Le premier ministre François Legault a interpellé son homologue manitobain, Brian Pallister, tandis que le chef intérimaire péquiste Pascal Bérubé a publié une lettre ouverte dans un quotidien de Calgary pour faire la leçon au gouvernement albertain.

Laïcité: la CAQ et le PQ répliquent aux autres provinces

La table est mise pour la rencontre des premiers ministres de lundi prochain à Toronto: le gouvernement caquiste et les partis d'opposition ont riposté jeudi aux attaques des autres provinces visant le Québec.

Le premier ministre François Legault a interpellé son homologue manitobain, Brian Pallister, tandis que le chef intérimaire péquiste Pascal Bérubé a publié une lettre ouverte dans un quotidien de Calgary pour faire la leçon au gouvernement albertain.

Le Manitoba a en effet ajouté sa voix à celle de l'Ontario, dont l'Assemblée législative a condamné cette semaine la Loi sur la laïcité de l'État. Ce débat délicat pourrait susciter des tensions lors du sommet des premiers ministres à Toronto lundi.

M. Legault a répondu au Manitoba, qui a acheté des publicités dans deux quotidiens jeudi pour condamner la loi sur la laïcité et inviter les enseignants qui se sentent lésés à déménager là-bas. La pub s'intitule «21 raisons pour déménager au Manitoba», reprenant donc le numéro du projet de loi sur la laïcité.

«M. Pallister aurait été mieux de mettre cet argent pour donner plus de services en français au Manitoba», a dit le premier ministre du Québec en mêlée de presse jeudi matin au parlement.

En entrevue avec Radio-Canada, M. Pallister a justifié son intervention dans le débat. Il estime que les libertés religieuses sont un enjeu canadien et qu'elles sont menacées par la loi caquiste.

Pour sa part, la ministre des Relations canadiennes, Sonia LeBel, a dit qu'elle n'allait pas embarquer dans cette «escalade», mais a recommandé aux provinces de s'occuper de leurs propres champs de compétence.

Queen's Park, à Toronto, a condamné à l'unanimité la loi sur la laïcité plus tôt cette semaine, mais le premier ministre Doug Ford a dit qu'il n'allait pas aborder cet enjeu avec M. Legault, qui le reçoit à Montréal vendredi.

L'opposition officielle libérale, qui est contre la loi, estime pour sa part que la réaction des autres provinces était prévisible. «C'est normal de voir les provinces essayer d'attirer les talents», a commenté la députée libérale Marwah Rizqy.

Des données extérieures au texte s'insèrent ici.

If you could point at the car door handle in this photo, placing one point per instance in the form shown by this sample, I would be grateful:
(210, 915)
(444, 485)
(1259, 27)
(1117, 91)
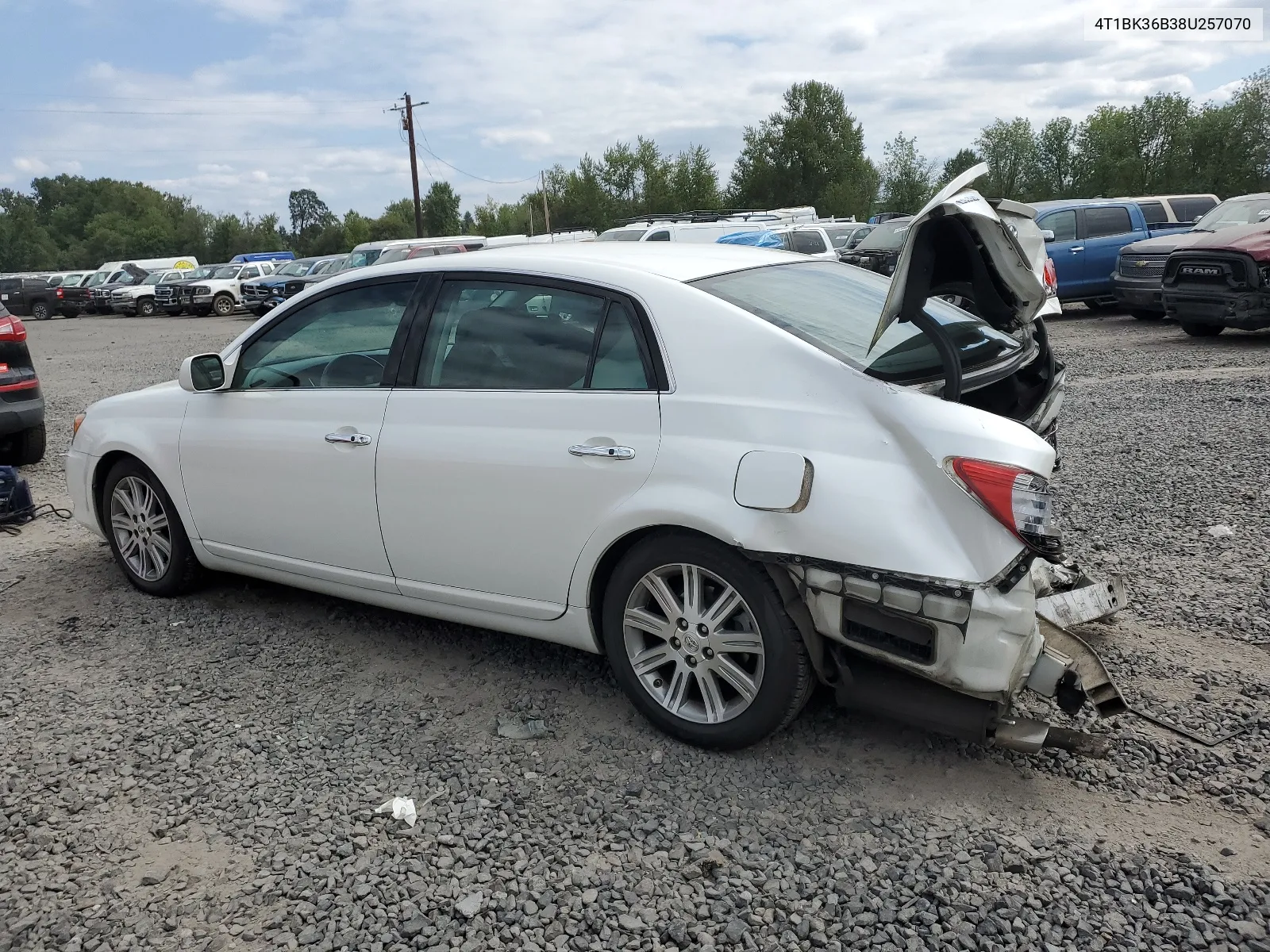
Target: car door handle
(607, 452)
(357, 440)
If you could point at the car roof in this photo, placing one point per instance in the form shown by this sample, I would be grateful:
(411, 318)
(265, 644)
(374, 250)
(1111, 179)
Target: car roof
(601, 260)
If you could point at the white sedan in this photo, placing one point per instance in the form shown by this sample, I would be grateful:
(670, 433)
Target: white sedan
(687, 459)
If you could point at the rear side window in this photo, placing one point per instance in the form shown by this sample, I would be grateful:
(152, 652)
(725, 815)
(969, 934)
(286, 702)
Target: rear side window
(1153, 213)
(1102, 222)
(1062, 224)
(510, 336)
(1191, 209)
(808, 243)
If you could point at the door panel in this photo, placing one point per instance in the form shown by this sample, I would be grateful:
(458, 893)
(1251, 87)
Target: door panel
(1066, 251)
(480, 494)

Le leader parlementaire de Québec solidaire (QS), Gabriel Nadeau-Dubois, a quant à lui soutenu que ce ne sera pas au Manitoba à trancher ce débat, mais bien aux Québécois.

«Ces gue-guerres ne font rien avancer, surtout pas le débat sur la laïcité entre Québécois», a-t-il affirmé en mêlée de presse. Cependant, il reconnaît du même souffle que la campagne manitobaine favorise ses adversaires, le gouvernement caquiste et le Parti québécois, qui tirent profit du clivage Québec-Canada.

De son côté, le chef intérimaire péquiste, Pascal Bérubé, a soutenu que le coup de pub du Manitoba était «opportuniste» et a prédit qu'il ne fonctionnera pas.

«Je suis pas mal sûr que le Québec est pas mal plus attrayant que le Manitoba», a-t-il lancé.

Dans le même registre, M. Bérubé a publié une lettre ouverte dans le quotidien Calgary Herald, en Alberta. Il affirme que cette province a fait des choix mal avisés dans les dernières décennies et n'a qu'elle à blâmer, et non le Québec.

M. Bérubé a tenu à corriger la perception voulant que ce sont les Albertains qui paient pour les programmes sociaux du Québec, alors que les versements de péréquation proviennent des revenus du fédéral tirés de toutes les provinces.

«La mauvaise gestion financière de l'Alberta a été camouflée par les prix élevés du pétrole, peut-on lire. Les Albertains doivent comprendre que leurs leaders les ont laissés tomber. Le premier ministre (Jason) Kenney doit cesser de blâmer les autres et en prendre la responsabilité.»